October 10 – I woke up today around 7am and stayed in bed for just a little while longer, snuggly in our super cold room under the covers. It was quite bright in the room but I had my eye mask on, so I could doze a little longer. When I went to bed I noticed that it was never perfectly dark in our room, since the door has slight cracks in it that go out to the hallway where there is a light. We both got up around the same time, relaxing for a bit before heading to breakfast. We both chose fried noodles. Afterwards we made a plan for the day but were slow about getting started. We
decided to walk around town looking at possible tours for tomorrow and then try to see a nearby cave.
Our first stop was TCK, a travel agency that Becky has seen reviewed that seemed quite popular. We looked at a tour that was similar to one that we could book through our guest house and we decided to go with that one. We’ll be kayaking on the river, visiting two caves, one of which had a river and we’ll tube inside, and we’ll have lunch and also visit a natural pool for swimming. It includes a lunch and is a full day tour for $14 each. We also took the opportunity to ask him about some ideas for today, and he gave us some suggestions.
We walked first to the Tham Chang cave, a bit out of town. We had to pay 5000 kip to cross the bridge which got us into the property of a resort. We looked at a couple little caves and a natural pool while trying to decide if we should pay the 15,000 kip to actually visit the cave. We decided to do it and it was such a good decision. The cave
was enormous and it had a light system built-in along with safe places to walk. It was quite extensive, there was almost no one else there, and we could take our time. Really good. From there we walked back into town for lunch and decided to have something small. We found a Chinese restaurant and split some dumplings, the first we’d seen on the trip. It was a big platter and they were delicious.

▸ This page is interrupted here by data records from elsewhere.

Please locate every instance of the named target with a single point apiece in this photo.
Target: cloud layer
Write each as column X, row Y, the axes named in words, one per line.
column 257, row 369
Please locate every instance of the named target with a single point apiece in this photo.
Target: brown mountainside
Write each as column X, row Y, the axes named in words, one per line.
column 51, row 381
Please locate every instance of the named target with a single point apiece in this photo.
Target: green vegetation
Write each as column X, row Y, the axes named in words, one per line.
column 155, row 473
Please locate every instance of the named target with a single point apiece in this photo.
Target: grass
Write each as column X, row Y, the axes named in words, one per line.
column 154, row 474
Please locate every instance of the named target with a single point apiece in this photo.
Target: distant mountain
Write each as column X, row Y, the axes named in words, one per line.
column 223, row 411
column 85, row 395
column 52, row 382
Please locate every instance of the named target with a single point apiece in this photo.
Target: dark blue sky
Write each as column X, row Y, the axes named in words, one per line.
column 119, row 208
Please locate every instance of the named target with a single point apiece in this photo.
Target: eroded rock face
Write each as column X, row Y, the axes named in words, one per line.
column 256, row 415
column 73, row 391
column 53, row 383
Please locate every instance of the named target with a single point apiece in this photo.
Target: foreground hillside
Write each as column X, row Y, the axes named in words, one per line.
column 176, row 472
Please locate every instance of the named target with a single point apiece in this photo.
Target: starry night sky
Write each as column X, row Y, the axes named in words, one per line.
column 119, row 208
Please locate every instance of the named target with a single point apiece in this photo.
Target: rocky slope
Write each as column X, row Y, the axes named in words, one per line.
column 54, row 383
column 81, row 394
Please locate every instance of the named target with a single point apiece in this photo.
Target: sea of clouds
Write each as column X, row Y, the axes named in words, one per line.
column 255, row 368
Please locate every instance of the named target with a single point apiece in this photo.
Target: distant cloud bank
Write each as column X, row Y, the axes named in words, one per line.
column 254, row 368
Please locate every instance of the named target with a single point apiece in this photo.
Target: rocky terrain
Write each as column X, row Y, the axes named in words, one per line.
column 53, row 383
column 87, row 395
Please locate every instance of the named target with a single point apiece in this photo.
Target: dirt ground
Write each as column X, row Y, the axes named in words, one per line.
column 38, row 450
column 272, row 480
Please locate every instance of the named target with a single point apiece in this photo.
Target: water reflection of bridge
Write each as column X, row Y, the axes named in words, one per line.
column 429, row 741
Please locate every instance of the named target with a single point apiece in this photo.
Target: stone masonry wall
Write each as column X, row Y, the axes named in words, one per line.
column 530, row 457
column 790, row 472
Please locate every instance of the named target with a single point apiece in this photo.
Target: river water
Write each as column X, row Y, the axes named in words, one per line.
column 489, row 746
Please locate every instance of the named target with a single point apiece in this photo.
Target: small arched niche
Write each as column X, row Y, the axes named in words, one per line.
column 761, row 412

Our next stop was another walk out of town. This time we had to pay 4000 kip to cross that toll bridge. We found another cave and walked towards it on the path off the road. Just before we got there we bumped into a couple we had seen in the first cave, and from their description, we decided not to go into this one. The walk through the fields and the cows towards the limestone cliffs was nice though. We walked a little farther but it was so hot and humid and we decided to head back and go to the pool at the sister hotel. On our walk home we stopped and both got bubble tea. So refreshing.
The sister hotel, Vang
Vieng Garden Bungalows, is just across the main street from us, a few minutes walk. It is little bungalows and far cuter than the place where we are staying. We arrived just after 4pm, bubble tea in hand and books at the ready, just in time to see the pool guy set up to clean the pool. Bummer timing. I read for a while and when he was done, I got in. The ladder was a bit sketchy and made all kinds of creaking sounds as it leaned forward as I went deeper, but it was safe enough. It was nice and refreshing to get in and swim around for a while. We actually got cold eventually, and it was time to get out and head back. Before we left we saw a hot air balloon (they have cheap rides here), a microlight, and a rainbow, both nice to see.
We went for dinner at the same Chinese place where we had lunch, and sat inside where they have a/c. They also had a large party of Chinese eating dinner, and they were so loud. But they were having fun and it was pretty hilarious to have to talk
loud enough that we could hear each other. We both enjoyed our meals and headed back to the hotel via the night market. It was similar to but different than the one in Luang Prabang. There, the whole street closed down and everyone was set up on the floor, so that you looking down the whole time. Here, there was plenty of room to maneuver and everything was in normal stalls that you could easily look at while you pass by.We had a look as we walked and talked and then headed back for the night.